Quando finalizei Divergente e fui analisar seu trailer assim como a breve atuação dos atores, fiquei com um pé atrás em relação à Shailene Woodley embora não tivesse nenhum argumento contra, mas e se ela não conseguisse dar aquela essência de coragem misturada com altruísmo que a Beatrice possui? Porém ao ver a adaptação fiquei realmente contente com o seu trabalho. Assim como Theo James, o ator britânico que se esforçou no sotaque americano, na personalidade impenetrável exigida de seu papel e acabou mostrando um excelente Quatro.
Poucos atores chamaram a devida atenção como, por exemplo, a amizade com a Christina que foi pouco explorada e devido a esse fator, as cenas que deveriam possuir aquela carga emocional maior, não tiveram tanto impacto. Entretanto, gostei das partes que Caleb e Peter (admito, até mesmo com o Eric) faziam suas devidas aparições.
A adaptação não focou na violência. Há, claro, cenas de lutas e brigas, porém não chega a ser um Clube da Luta da vida ou algo tão impactante. Foi numa dosagem certa. O romance também não deixa a desejar, mas o trailer denunciou muitas coisas que, evidentemente, deixariam o telespectador extasiado se só as visse quando estivesse em frente à grande tela do cinema.
A trilha sonora foi bem escolhida e o nome da cantora britânica Ellie Goulding surgiu várias vezes em minha mente quando reconhecia suas músicas. As melodias davam a impressão de que algo estava prestes a acontecer e enchiam meu peito com a sensação que não sei ao certo definir.
Devo comentar também sobre a narração da protagonista, o que foi uma jogada interessante, pois sua breve descrição em determinados momentos ajudaram as pessoas que não leram a obra de Roth a não ficarem perdidas no meio de tantas tatuagens e facções.
Entretanto, não estou aqui só para elogiar. Notei alguns deslizes e não concordei com devidos cortes que poderiam fazer com que o filme tivesse mais fluidez. Quem leu, sabe do que estou falando.
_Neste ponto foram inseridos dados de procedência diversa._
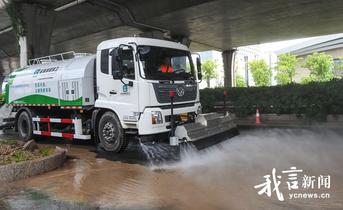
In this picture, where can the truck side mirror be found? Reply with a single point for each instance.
(117, 70)
(199, 68)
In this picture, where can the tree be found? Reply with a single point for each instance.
(209, 71)
(285, 68)
(240, 81)
(261, 72)
(320, 66)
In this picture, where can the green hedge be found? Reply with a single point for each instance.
(314, 100)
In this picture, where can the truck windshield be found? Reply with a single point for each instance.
(160, 63)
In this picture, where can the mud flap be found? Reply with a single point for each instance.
(208, 130)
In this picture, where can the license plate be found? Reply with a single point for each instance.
(184, 117)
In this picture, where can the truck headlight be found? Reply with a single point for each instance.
(156, 117)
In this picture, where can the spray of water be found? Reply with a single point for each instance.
(258, 151)
(158, 154)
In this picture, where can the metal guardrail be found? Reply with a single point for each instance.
(56, 57)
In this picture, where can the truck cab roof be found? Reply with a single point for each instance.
(141, 41)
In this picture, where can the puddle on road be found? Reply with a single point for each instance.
(217, 178)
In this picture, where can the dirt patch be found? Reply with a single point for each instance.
(13, 152)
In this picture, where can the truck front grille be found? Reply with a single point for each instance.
(183, 92)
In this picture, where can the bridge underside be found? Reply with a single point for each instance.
(209, 24)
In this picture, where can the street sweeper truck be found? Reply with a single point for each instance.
(131, 87)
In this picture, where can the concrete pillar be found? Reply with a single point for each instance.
(228, 60)
(23, 51)
(38, 21)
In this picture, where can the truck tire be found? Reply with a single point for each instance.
(111, 134)
(25, 126)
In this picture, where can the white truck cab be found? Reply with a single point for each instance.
(140, 87)
(130, 82)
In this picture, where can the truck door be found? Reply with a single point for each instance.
(116, 94)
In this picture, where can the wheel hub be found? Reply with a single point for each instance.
(109, 132)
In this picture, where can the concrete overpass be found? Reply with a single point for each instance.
(63, 25)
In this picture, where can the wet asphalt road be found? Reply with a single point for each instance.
(221, 177)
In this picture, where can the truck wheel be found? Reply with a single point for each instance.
(111, 134)
(25, 127)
Algo que caracterizasse algumas personagens, como o Peter. E o fato de não mostrar os demais iniciados em suas simulações ou disputas para ter um pouco de dinâmica.
Espero que os erros sejam reparados até mesmo porque o diretor Neil Burger não fará a sequência da franquia, o que pode ser sinônimo de importantes melhorias (da mesma maneira que aconteceu com Jogos Vorazes). Mas admiro a fidelidade que ele conseguiu conservar no decorrer do filme.